А если зима, то сесть опять-таки в электричку (промерзшую) и завалиться к знакомой, которая работает на мебельной фабрике в обивочном цехе. На работу она ездит далеко, встает рано, досыпает все в той же электричке, если удается захватить место, так что отгулы — тот же рай. Живет она в домике, занесенном снегом по самую крышу. Провести с ней в таком домике три дня блаженной истомы, после чего она скажет: «Если что… ты ничуть не обязан». И спросит: «Руфь, о которой ты говорил, — моавитянка? Она не еврейка? Боря, а моавитяне — русские?»
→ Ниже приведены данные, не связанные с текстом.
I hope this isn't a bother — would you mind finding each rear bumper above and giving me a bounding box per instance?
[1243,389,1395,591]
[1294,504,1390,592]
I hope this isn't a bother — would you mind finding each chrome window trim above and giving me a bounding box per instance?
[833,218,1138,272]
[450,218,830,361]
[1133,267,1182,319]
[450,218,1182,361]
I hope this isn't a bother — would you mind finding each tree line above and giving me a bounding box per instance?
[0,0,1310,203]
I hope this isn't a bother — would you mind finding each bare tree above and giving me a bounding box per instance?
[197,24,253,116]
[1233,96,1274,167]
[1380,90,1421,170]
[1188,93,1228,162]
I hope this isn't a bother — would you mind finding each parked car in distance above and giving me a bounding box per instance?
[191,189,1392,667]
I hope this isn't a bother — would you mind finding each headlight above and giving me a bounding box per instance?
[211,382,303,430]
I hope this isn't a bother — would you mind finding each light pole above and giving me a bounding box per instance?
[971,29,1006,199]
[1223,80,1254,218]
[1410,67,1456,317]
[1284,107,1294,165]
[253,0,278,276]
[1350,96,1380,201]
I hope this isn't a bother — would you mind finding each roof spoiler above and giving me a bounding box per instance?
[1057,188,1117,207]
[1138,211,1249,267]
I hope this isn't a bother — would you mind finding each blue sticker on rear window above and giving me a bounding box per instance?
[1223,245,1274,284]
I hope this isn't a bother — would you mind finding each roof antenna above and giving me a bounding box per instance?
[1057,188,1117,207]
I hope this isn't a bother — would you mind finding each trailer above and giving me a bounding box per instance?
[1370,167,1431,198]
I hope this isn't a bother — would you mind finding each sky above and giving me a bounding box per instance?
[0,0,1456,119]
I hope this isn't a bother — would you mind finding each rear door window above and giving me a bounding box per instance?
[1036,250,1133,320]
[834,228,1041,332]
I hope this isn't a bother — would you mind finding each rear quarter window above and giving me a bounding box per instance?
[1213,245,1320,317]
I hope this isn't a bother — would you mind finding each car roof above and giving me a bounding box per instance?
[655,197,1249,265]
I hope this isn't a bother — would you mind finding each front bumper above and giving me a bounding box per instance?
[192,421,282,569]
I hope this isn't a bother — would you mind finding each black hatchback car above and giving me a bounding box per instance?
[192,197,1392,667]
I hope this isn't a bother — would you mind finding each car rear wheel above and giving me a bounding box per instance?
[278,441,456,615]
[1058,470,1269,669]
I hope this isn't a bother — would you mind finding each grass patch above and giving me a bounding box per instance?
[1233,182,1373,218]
Я выбираю из разных повестей и рассказов Бежина эти скользящие зарисовки, летящие штрихи, мгновенные реплики, вроде бы не имеющие прямого отношения к той или иной «истории», а если имеющие, то не более чем отношение дальнего, общего плана к ближнему, крупному, — я их собираю вместе, чтобы было видно, во-первых, что это единая, связная картина, общий план; во-вторых, что этот общий план таит в себе «не явленную», однако хорошо ощутимую концепцию российской действительности, и, в-третьих, — именно эта общая картина позволяет понять смысл того сквозного драматичного сюжета, который проходит через все «истории», рассказанные Леонидом Бежиным.
Начинается сюжет с того самого ощущения, которое побуждает бежинского героя бежать из страны-цистерны: он обречен жить как все, и воспринимает эту перспективу с ужасом и отвращением. Виртуозная формулировка: «Быть похожим на счастливых». Чуть прямее: «Отдаться привычному покою несчастья». Или так: «Жизнь сама по себе, а счастье само по себе».
Можно жить в этом состоянии? Можно — если постоянно подавляешь в себе беспокойство, неясную тревогу и тот уже упомянутый вопрос, с которого у нас начинается всякое разбирательство (а иногда им и кончается): кто виноват?